Amer Fort is a majestic architectural piece which was built under the Islamic architectural style, the palace is known for its imperial marble and stone carving and work, its lush green manicured gardens and the luxurious amenities provided in the fort.

The Amber Fort stands on a steep hillside and rises above the waters of the Maota Lake, an artificial lake that also worked as a water reservoir for the dry months.

Access to the fort goes through the Dil-e-Aaram Garden, which is – like all the other gardens in the Amber Fort – built in the traditional Mughal style based on the Islamic concept of chahar bagh, a “four garden” that represents the Islamic paradise garden with its four waterways”.

The Chhatris on sides, rectangular pillared halls on east and west corners along with fountains, water- courses, a central pool, flower beds in classical geometrical design, all these features make the ambience pleasureful. So the name is eponymous.

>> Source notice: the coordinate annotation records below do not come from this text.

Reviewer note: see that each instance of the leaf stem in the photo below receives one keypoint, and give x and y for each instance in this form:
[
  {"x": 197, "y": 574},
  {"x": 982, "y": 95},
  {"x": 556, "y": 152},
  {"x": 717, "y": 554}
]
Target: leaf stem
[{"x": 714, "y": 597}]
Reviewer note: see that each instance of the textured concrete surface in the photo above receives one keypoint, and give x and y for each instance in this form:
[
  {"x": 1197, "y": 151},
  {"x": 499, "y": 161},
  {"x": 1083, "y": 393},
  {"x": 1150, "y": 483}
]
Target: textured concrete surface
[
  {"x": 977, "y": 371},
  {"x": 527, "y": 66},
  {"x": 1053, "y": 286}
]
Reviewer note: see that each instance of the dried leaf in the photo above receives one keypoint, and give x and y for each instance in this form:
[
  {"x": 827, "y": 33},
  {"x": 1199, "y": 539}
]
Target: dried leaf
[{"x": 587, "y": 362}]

The lower level garden on its northern side is called Ram Bagh. These gardens were also laid following the char bagh pattern with a pavilion in the middle area.

Climbing up the road to the fort, the Kesar Kyari (saffron garden) slowly comes visible, floating like a huge Persian carpet on a large stone terrace rising up from the center of the lake.


This garden has been developed on a platform which was built on small rock in the middle of the Maota Lake, which has three levels. This garden depicts the Mughal and Persian style geometry pattern having star shaped flowerbeds.

It was created for the women of the harem to admire from above. According to some historians, there was also an ingenious pulley system that allowed the women to reach the garden directly from their rooms, thus avoiding the risk of inappropriate male contact en route. The name means “saffron growing garden” originally it was this plant that grew in this location.

It is also called Maunbari garden and is believed that it was designed to be viewed at night, the pale marble partitions standing out in the moonlight like a pattern of lace against the dark plants.

Inside the palace, behind a series of corridors and archways, lies another chahar bagh garden with parterres’ built in white marble that form hexagrams and other complicated patterns. Even here the most dominant motif is a star, a symbol of intellectual powers and life itself for the garden’s inhabitants.